Duplicate Page content | What to do?
-
Hello Guys,
I have some duplicate pages detected by MOZ. Most of the URL´s are from a registracion process for users, so the URL´s are all like this:
www.exemple.com/user/login?destination=node/125%23comment-form
What should I do? Add this to robot txt? If so how? Whats the command to add in Google Webmaster?
Thanks in advance!
Pedro Pereira
-
Hi Carly,
It needs to be done to each of the pages. In most cases, this is just a minor change to a single page template. Someone might tell you that you can add an entry to robots.txt to solve the problem, but that won't remove them from the index.
Looking at the links you provided, I'm not convinced you should deindex them all - as these are member profile pages which might have some value in terms of driving organic traffic and having unique content on them. That said I'm not party to how your site works, so this is just an observation.
Hope that helps,
George
-
Hi George,
I am having a similar issue with my site, and was looking for a quick clarification.
We have several "member" pages that have been created as a part of registration (thousands) and they are appearing as duplicate content. When you say add noindex and and a canonical, is this something that needs to be done to every individual page or is there something that can be done that would apply to the thousands of pages at once?

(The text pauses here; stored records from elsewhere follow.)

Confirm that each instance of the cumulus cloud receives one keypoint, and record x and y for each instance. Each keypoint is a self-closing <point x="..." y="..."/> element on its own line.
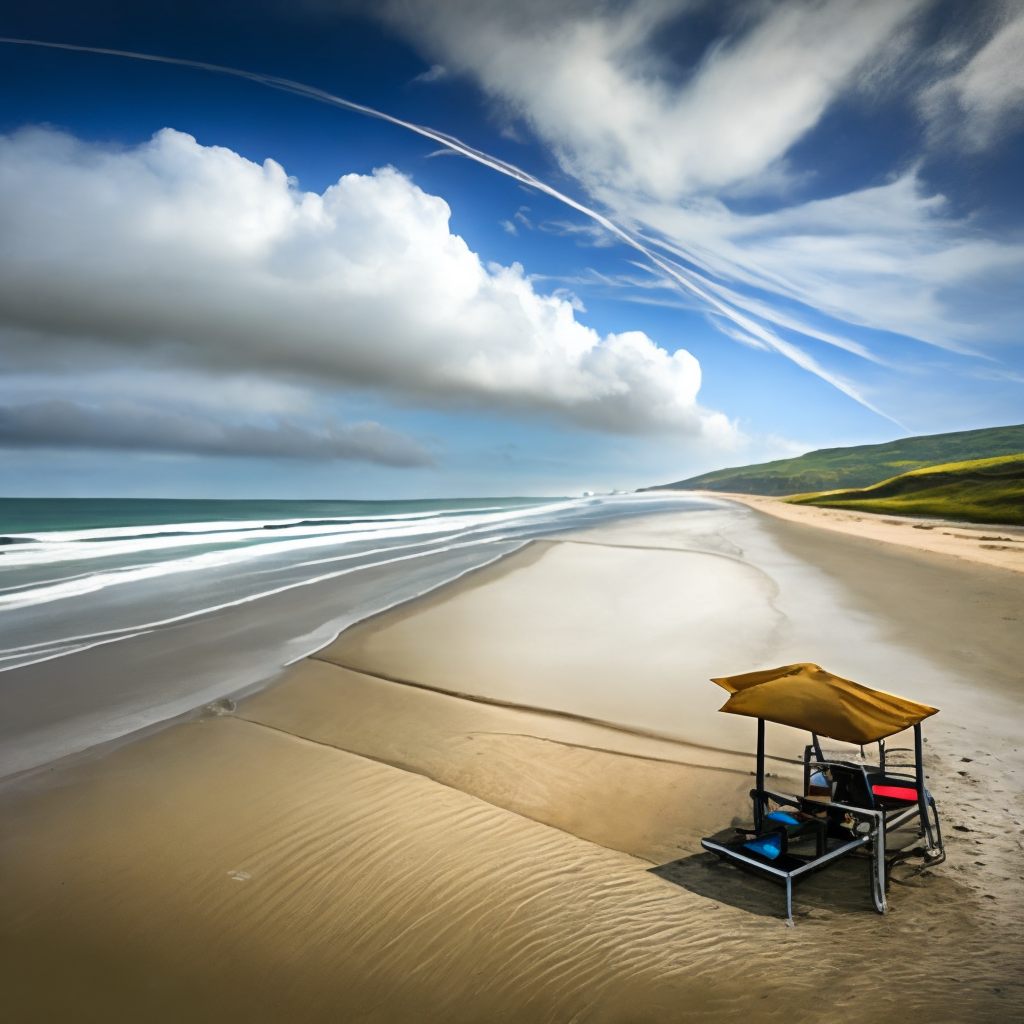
<point x="665" y="145"/>
<point x="587" y="78"/>
<point x="131" y="427"/>
<point x="200" y="257"/>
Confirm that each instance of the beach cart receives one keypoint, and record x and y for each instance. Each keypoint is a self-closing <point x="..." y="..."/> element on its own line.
<point x="852" y="803"/>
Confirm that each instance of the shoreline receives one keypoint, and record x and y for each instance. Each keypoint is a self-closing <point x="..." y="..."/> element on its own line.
<point x="343" y="845"/>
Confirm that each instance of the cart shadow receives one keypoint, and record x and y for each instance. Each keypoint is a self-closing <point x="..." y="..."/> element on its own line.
<point x="843" y="889"/>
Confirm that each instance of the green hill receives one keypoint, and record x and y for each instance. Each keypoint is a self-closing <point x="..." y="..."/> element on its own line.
<point x="862" y="466"/>
<point x="980" y="491"/>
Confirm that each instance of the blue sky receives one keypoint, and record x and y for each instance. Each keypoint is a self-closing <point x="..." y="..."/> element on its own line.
<point x="740" y="231"/>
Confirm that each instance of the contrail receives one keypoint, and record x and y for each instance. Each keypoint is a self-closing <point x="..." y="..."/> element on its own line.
<point x="687" y="281"/>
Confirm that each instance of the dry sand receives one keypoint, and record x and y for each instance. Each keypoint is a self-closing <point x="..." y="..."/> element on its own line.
<point x="355" y="844"/>
<point x="1000" y="547"/>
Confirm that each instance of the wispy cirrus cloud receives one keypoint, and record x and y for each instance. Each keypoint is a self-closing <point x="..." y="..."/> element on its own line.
<point x="984" y="98"/>
<point x="665" y="146"/>
<point x="199" y="257"/>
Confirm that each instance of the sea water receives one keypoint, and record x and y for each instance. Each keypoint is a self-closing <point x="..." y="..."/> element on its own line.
<point x="120" y="613"/>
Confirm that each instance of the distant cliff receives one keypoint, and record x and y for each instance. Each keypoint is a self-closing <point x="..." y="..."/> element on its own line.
<point x="862" y="466"/>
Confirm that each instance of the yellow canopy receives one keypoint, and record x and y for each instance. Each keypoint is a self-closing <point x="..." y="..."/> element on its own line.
<point x="808" y="697"/>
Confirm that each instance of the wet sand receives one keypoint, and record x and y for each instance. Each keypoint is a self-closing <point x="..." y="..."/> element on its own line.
<point x="452" y="814"/>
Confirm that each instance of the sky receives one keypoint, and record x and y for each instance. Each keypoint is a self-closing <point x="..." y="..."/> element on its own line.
<point x="341" y="249"/>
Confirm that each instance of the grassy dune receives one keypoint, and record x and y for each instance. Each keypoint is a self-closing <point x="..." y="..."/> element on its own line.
<point x="861" y="466"/>
<point x="978" y="491"/>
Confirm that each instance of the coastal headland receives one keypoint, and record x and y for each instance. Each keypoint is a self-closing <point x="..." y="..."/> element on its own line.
<point x="485" y="804"/>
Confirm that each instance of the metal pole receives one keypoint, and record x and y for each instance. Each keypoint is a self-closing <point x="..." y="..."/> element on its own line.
<point x="919" y="754"/>
<point x="759" y="803"/>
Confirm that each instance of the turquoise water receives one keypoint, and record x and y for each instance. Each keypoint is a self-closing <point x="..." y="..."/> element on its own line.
<point x="29" y="515"/>
<point x="119" y="613"/>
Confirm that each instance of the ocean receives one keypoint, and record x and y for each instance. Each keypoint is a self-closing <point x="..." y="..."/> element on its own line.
<point x="120" y="613"/>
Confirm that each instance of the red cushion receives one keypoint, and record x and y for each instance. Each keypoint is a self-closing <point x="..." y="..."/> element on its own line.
<point x="896" y="792"/>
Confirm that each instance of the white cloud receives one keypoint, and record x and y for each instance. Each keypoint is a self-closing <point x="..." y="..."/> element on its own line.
<point x="587" y="80"/>
<point x="662" y="147"/>
<point x="201" y="258"/>
<point x="986" y="96"/>
<point x="889" y="257"/>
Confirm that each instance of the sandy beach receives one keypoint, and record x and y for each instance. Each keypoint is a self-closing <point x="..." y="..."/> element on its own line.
<point x="485" y="804"/>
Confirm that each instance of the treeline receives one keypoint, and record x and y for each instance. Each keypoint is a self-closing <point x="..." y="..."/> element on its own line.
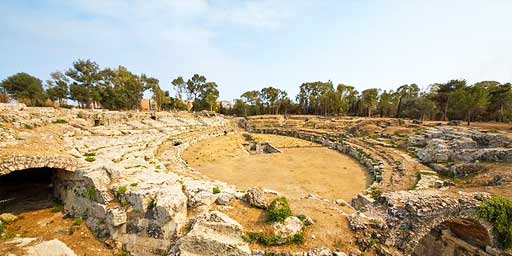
<point x="111" y="88"/>
<point x="483" y="101"/>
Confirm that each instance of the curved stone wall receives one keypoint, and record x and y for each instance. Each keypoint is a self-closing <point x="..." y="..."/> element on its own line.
<point x="374" y="167"/>
<point x="16" y="163"/>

Here are a couple of examples of what the pages look like:
http://loyalty360.org/me/members/8003
http://loyalty360.org/me/members/4641
Thank you!
-
1. If you add just noindex, Google will crawl the page, drop it from the index but it will also crawl the links on that page and potentially index them too. It basically passes equity to links on the page.
2. If you add nofollow, noindex, Google will crawl the page, drop it from the index but it will not crawl the links on that page. So no equity will be passed to them. As already established, Google may still put these links in the index, but it will display the standard "blocked" message for the page description.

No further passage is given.